There has been a noticeable rise in requests to move assets back to Asia, particularly Singapore.
Ongoing tensions in the Gulf are challenging Dubai’s reputation as a stable haven for global wealth, leading some Asian family offices to question its role as a neutral base for holding assets.
Wealth advisers report a sharp increase in contingency planning since US-Israeli strikes on Iran began. Families are exploring options such as setting up secondary offices or restructuring their holdings.
According to Julius Baer’s Tay Xinyee, this shift is not a wholesale exit but rather a reassessment of regional exposure and portfolio balance. However, others suggest urgency is growing, with some family offices seeking to relocate assets quickly as the situation evolves from a short-term shock into a sustained risk.

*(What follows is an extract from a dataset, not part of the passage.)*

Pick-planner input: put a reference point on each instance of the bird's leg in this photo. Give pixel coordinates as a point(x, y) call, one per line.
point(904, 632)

Now in its third week, the conflict is raising deeper concerns about Dubai’s reliability during periods of geopolitical stress. Industry observers believe this could influence how Dubai is positioned within global portfolios going forward.
Asian family offices that were previously attracted to Dubai for its tax advantages, residency incentives, and cost efficiency are beginning to reassess their exposure. The once-popular multi-hub strategy is also under scrutiny, particularly for those heavily concentrated in the UAE.
Legal and advisory professionals report a surge in inquiries about shifting assets to jurisdictions like Singapore and Hong Kong. However, moving assets is often complex due to existing structures such as trusts and custodian arrangements.
Advisers note a broader shift in mindset. Families are placing more emphasis on downside protection, resilience, and diversification rather than relying on a single geographic base. This includes greater interest in liquidity and safer asset classes such as short-term bonds, money market instruments, and stable currencies.
Multi-family offices are feeling additional pressure as they balance varying client risk tolerances.
While Dubai has proven resilient during past financial crises, experts highlight that this situation is different. It represents a geopolitical test rather than a financial one, marking a new kind of challenge for the region.
Whether this shift becomes long-term will depend on how tensions unfold, but advisers believe the change in investor thinking may persist. Geopolitical risk and neutrality are now firmly part of global wealth allocation decisions.